Bellah on Obama
I have wondered for some time what Robert Bellah might think of President Obama's civil religious tone. Alas I have an answer. A segment of his "This is Our Moment, This is Our Time," from The Immanent Frame:
There is another element in Obama’s thinking that needs comment: his concern for America and its historical promise. It has been hard for his opponents to call Obama unpatriotic when he speaks so glowingly of our nation and its heritage. It is the eloquence with which he did that in his keynote address in 2004 that first told me that a remarkable new presence had arrived on the American scene. But what Obama has stressed is the promise of America, one that is still unfulfilled. It is our task as he has so often said to help create a more perfect union because this one is so imperfect. Obama has rejected the idea that supporting the Iraq War is a measure of patriotism. He has said, in effect, that the true patriot will oppose such a war.

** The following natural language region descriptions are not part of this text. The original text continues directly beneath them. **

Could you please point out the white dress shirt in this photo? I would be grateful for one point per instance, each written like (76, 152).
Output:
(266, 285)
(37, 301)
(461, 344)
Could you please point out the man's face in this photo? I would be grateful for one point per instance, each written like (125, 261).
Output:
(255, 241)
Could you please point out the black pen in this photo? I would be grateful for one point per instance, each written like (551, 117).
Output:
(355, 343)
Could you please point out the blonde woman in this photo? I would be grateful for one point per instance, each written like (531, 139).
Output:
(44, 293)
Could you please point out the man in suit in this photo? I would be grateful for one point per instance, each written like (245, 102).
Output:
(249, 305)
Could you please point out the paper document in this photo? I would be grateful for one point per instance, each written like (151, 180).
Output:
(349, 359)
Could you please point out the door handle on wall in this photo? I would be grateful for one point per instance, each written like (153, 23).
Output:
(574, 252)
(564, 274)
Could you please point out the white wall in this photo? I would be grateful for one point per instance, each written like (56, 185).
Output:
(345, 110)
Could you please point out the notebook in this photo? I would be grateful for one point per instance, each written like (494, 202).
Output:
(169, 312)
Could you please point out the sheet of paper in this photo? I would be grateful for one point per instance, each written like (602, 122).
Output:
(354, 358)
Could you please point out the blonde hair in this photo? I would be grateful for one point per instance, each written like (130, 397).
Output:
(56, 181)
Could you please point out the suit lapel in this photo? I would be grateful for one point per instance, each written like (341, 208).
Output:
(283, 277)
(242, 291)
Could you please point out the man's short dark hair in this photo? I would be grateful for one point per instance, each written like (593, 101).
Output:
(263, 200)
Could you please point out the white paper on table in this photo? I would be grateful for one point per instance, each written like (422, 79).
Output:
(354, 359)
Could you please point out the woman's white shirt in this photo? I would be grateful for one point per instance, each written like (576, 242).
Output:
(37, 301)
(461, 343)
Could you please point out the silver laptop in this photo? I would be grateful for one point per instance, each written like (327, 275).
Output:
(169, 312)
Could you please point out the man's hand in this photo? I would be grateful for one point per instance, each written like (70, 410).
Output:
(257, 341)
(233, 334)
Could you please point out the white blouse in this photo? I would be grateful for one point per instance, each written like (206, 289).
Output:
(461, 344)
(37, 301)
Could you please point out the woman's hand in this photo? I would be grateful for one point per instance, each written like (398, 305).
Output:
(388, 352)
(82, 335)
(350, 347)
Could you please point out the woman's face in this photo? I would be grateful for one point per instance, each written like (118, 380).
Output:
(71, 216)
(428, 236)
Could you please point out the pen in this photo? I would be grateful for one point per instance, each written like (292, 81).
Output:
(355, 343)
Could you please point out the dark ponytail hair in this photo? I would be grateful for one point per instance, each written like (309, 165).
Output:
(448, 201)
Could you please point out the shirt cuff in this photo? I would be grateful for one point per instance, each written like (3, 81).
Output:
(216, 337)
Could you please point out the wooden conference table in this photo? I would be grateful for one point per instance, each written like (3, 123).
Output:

Already in 2004 this reminded me of what I wrote in my most frequently reprinted article, “Civil Religion in America,” which was a call to see that the best of our tradition required opposition to the Vietnam War, not support of it. Too many have read that article as describing American civil religion as “integrating,” or “Durkheimian,” in a way that doesn’t appreciate the radicalism of Durkheim. Some friends who do understand what I had written in 1966 told me they thought Obama had read it. I have no reason to think he has. He doesn’t need me to see that the promise is the core we must celebrate, not the often desperately disappointing reality, which he notes when he promises to close Guantanamo and renounce torture as American policy. That one can see America as a beacon of hope, even, in Lincoln’s words, as “the last best hope of earth,” while also recognizing that America has committed the gravest of crimes from the colonial period to the present, seems to escape critics from the left and the right. Obama would never speak like the Rev. Jeremiah Wright, but he knows, as any serious American knows, that Jeremiah Wright was telling the truth, even if not the whole truth, and that denial of the terrible side of our history is no more healthy for us than it would be for Germany or Japan.
Comments
One little quibble, however. His last sentence is right to say "would be" for Germany, but he really should say "is" for Japan. While Germany is very open about her past sins, Japan is not.